Sci Rep. 2015;5:13372
Authors: Pan BS, Wang YK, Lai MS, Mu YF, Huang BM
Abstract
The p38 MAPKs play important roles in the regulation of balance between cell survival and cell death on the development of various cancers. However, the roles of p38 MAPKs regulating apoptotic effects on Leydig tumor cells remain unclear. In the present study, we showed that cordycepin (3′-deoxyadenosine) selectively induced apoptosis in MA-10 mouse Leydig tumor cells through regulating the p38 MAPK and PI3K/AKT signaling pathways.

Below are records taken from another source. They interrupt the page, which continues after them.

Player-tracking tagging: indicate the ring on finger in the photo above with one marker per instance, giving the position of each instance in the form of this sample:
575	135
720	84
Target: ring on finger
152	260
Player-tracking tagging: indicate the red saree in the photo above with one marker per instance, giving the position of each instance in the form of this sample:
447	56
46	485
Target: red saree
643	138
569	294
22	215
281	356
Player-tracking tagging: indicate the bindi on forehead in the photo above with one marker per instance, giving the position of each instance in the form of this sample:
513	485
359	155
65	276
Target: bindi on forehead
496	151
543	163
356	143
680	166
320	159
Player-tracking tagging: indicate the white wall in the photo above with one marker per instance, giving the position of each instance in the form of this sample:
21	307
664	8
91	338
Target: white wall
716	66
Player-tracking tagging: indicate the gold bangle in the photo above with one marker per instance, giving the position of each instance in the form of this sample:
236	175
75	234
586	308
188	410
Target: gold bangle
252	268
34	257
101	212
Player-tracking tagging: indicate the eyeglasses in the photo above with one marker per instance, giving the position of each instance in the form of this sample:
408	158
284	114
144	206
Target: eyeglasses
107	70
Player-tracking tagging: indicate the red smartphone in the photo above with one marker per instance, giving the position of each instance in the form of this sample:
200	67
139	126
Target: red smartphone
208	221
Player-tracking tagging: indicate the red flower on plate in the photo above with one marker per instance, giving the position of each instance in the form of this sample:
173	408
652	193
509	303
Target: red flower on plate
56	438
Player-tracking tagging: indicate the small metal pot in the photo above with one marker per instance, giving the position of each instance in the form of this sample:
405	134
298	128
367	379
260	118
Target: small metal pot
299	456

Cordycepin reduced viability in MA-10, TM4, and NT2/D1 cells, but not cause cell death of primary mouse Leydig cells on moderate concentration. Cordycepin increased reactive oxygen species (ROS) levels, which is associated with the induction of apoptosis as characterized by positive Annexin V binding, activation of caspase-3, and cleavage of PARP. Inhibition of p38 MAPKs activity by SB203580 significantly prevented cordycepin-induced apoptosis in MA-10 cells. Co-treatment with wortmannin or the autophagy inhibitor 3-methyladenine (3-MA) elevated levels of apoptosis in cordycepin-treated MA-10 cells. Moreover, cordycepin activated p53, p21 and TGFß; and downregulated CDK2. The antitumour activity of cordycepin-treated MA-10 cells was significantly distinct in severe combined immunodeficiency (SCID) mice in vivo. These results suggested that cordycein is a highly selective treatment to induce MA-10 cells apoptosis via p38 MAPKs signaling.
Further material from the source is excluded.